BOSTON — Chamber ensembles seem to be a dime a dozen these days, with many coming and going like the flash of a meteor shower.
Not so the Kalichstein-Laredo-Robinson Trio, which celebrates its 20th anniversary this season. It is one of the few internationally acclaimed ensembles still retaining all its founding members: pianist Joseph Kalichstein, violinist Jaime Laredo, and cellist Sharon Robinson. Though all have active solo performing careers, the intimacy of ensemble playing retains a special allure. They have performed as a trio throughout North America, Asia, Latin America, and Europe every season since their debut at the inauguration of President Carter in 1977.
Longevity aside, the group is notable for its musical expressiveness and depth, which is clearly evident on its latest CD, "Legacies" (Arabesque Recordings). As at home with the thorny complexities of contemporary music as with Mozart, Beethoven, and Brahms, the trio has devoted its latest recording (and much of its touring season) to the music of our time.
"Legacies" features four very different and highly appealing works, all commissioned especially for the Kalichstein-Laredo-Robinson Trio, by Pulitzer Prize-winners Ellen Taaffe Zwilich and Leon Kirchner, Estonian mystic Arvo Part, and Stanley Silverman, best known as a composer for film and theater. Challenging yet accessible, "Legacies" stands as a model of 20th-century compositional craft and diversity.
It also acts as a showcase for the trio's virtuosity, versatility, and sensitivity. Clarity and precision are on display in Zwilich's vibrant trio, with insistent chromatic cells exploding into bravura flourishes in the work's knockout opening Allegro. The players give a luminous, ethereal grace to Part's strangely haunting Adagio for Violin, Cello, and Piano, a reworking of the Adagio from Mozart's Sonata in F Major (K. 280) for piano.
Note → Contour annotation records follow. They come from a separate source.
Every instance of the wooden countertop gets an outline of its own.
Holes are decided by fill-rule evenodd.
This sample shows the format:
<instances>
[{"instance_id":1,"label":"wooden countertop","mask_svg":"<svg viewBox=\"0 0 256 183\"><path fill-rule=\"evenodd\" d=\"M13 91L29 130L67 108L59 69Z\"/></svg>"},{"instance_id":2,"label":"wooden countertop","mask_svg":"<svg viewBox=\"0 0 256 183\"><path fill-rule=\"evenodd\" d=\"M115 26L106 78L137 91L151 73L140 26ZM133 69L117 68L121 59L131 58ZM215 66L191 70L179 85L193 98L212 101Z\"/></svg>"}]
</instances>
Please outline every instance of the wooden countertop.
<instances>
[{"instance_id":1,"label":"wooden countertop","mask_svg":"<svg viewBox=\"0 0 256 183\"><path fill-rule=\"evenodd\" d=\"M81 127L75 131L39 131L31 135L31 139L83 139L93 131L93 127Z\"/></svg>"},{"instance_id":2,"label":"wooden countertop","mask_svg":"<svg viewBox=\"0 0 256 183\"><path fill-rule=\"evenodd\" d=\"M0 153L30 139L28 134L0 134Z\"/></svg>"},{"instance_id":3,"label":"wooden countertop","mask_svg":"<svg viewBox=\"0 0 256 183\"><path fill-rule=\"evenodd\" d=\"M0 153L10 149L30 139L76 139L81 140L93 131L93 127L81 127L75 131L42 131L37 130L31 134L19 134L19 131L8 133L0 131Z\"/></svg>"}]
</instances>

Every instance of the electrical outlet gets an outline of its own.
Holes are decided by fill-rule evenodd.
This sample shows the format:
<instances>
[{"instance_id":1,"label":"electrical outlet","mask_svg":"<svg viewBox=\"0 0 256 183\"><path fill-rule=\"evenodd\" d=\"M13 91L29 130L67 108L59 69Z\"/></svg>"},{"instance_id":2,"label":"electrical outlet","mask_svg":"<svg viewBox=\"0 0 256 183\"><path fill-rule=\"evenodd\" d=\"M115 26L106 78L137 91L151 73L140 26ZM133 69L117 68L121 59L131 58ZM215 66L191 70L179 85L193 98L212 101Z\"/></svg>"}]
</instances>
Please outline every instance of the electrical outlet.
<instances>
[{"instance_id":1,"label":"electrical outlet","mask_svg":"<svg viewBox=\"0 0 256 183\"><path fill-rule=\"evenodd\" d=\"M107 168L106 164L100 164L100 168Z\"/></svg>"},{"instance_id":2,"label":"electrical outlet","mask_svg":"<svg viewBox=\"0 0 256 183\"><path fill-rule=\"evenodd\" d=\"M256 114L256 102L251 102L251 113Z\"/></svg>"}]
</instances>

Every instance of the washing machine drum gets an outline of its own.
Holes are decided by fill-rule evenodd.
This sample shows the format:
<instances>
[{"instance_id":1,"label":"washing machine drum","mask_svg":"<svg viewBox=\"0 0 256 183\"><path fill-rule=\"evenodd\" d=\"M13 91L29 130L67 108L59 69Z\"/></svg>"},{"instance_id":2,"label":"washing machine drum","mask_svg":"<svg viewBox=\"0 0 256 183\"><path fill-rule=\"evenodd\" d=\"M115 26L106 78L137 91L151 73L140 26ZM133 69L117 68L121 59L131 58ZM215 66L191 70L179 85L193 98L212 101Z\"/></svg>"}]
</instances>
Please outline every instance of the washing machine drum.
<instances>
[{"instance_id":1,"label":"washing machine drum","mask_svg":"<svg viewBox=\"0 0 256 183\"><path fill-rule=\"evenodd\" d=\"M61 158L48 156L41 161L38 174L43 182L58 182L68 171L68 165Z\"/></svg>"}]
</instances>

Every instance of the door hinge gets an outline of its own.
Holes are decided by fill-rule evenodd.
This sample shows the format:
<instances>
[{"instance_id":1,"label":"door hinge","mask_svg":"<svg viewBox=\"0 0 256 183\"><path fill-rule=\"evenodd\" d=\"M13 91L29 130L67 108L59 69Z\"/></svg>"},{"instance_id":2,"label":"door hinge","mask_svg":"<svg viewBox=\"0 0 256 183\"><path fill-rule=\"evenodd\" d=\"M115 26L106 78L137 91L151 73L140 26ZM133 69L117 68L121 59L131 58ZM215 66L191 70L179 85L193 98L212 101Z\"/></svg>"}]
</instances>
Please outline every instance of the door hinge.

Kirchner's moving trio is performed with an emotional urgency and expressive warmth that imparts an almost Romantic quality. And the trio plays Silverman's eclectic, jazz-inflected "In Celebration" with a spirited, stylistic panache few classical groups could manage.
The trio is also celebrating its anniversary by giving 42 concerts in 25 cities, including the New York premire of Zwilich's Triple Concerto with the New Jersey Symphony and the world premire of David Ott's Triple Concerto with the Indianapolis Symphony.